Dix ans après son arrivée au pouvoir, Xi Jinping contrôle-t-il réellement l’Armée populaire de libération (APL) ? Le remplacement, fin juillet, des deux généraux qui dirigeaient la force missilière et la disparition, depuis le 29 août, du ministre de la défense, Li Shangfu, conduisent à s’interroger.
Pourtant, depuis une décennie, les médias chinois répètent systématiquement que Xi occupe trois fonctions : il est secrétaire général du Parti communiste chinois, président de la République, mais aussi président de la Commission militaire centrale (CMC). C’est cet organisme qui dirige l’APL, bien plus que le ministère de la défense, qui a surtout un rôle de représentation à l’égard de l’étranger. Dans le système chinois, l’armée dépend du Parti communiste, et non de l’Etat. Si Li Shangfu est l’un des sept membres de la CMC, il n’en est même pas l’un des deux vice-présidents.

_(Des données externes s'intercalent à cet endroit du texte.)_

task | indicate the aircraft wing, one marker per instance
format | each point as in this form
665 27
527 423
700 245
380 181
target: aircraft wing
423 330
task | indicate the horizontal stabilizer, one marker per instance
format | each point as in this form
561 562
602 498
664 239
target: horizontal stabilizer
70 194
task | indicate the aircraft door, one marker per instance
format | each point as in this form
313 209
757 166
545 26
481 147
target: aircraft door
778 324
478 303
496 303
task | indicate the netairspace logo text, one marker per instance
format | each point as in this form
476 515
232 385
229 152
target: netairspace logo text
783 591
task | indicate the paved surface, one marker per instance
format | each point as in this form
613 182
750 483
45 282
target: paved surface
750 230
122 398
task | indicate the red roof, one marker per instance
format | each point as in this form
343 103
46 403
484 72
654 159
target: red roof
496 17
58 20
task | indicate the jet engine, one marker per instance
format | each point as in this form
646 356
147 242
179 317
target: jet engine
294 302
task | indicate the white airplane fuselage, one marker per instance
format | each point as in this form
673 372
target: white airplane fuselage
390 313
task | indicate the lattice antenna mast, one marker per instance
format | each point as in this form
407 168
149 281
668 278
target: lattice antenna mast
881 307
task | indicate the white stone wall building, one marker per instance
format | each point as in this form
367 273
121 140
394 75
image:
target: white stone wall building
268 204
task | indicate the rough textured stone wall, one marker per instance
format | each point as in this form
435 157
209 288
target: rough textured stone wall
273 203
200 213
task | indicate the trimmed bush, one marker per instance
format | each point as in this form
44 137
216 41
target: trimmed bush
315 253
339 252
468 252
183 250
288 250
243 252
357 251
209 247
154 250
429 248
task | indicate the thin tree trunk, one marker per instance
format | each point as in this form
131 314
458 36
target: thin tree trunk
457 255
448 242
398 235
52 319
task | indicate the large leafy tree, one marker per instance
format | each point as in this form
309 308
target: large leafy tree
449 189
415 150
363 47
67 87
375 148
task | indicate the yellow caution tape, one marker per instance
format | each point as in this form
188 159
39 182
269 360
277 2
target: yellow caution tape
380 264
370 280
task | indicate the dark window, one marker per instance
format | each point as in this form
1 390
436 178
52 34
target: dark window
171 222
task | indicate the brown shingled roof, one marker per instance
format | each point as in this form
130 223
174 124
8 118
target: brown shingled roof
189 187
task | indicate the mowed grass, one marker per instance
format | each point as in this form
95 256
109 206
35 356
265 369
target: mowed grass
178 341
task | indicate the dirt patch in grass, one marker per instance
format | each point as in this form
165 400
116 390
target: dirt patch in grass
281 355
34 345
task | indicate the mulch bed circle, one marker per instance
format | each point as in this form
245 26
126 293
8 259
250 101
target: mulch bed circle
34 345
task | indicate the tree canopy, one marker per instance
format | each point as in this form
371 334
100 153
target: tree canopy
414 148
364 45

Quand Xi arrive au pouvoir, en octobre 2012, l’APL est une pétaudière. « Dans les années 1990 et 2000 (…), l’APL dérivait et devenait plus indépendante et dépolitisée. La corruption et les malversations – mises en œuvre à travers la gestion de bars, de maisons de passe, d’entreprises de transport, le détournement de fonds et de ressources, la vente de promotions hiérarchiques – étaient répandues dans les rangs et avaient même atteint le sommet », écrit Bates Gill, directeur du Centre d’analyse de la Chine au sein de l’Asia Society Policy Institute et auteur de Daring to Struggle. China’s Global Ambitions under Xi Jinping (« Oser combattre. Les ambitions mondiales de la Chine sous Xi Jinping », Oxford University Press, 2022, non traduit).
Nombreuses sanctions disciplinaires
Dès 2014, Xi Jinping fait arrêter deux généraux, Xu Caihou et Guo Boxiong, vice-présidents de la CMC, que lui-même préside alors depuis deux ans. Au total, quelque 13 000 militaires ont fait, ces dix dernières années, l’objet de sanctions disciplinaires, dont plus de 70 officiers généraux et une douzaine de généraux. Parallèlement, Xi réorganise l’armée en profondeur pour casser les baronnies et remettre la Commission militaire au centre du dispositif. S’il donne davantage de moyens à l’armée, il en réduit les effectifs de 300 000 personnes « pour que la force active soit maintenue à 2 millions » d’hommes. Autant de remises en cause de rentes de situation qui ne lui valent pas que des amis au sein de l’armée.
Mais les événements de cet été semblent indiquer que la réorganisation est loin d’être terminée. Selon Washington, une enquête aurait été lancée contre Li Shangfu, soupçonné de corruption. Avant d’être ministre, Li Shangfu, ingénieur de formation, a été l’un des pères du programme spatial chinois. En 2017, il a été nommé à la tête du département développement de l’équipement de la CMC. Une sorte de superdirecteur des achats de l’armée. Pour avoir, à ce poste, supervisé l’acquisition de matériel russe, il était d’ailleurs placé sous sanction par les Etats-Unis.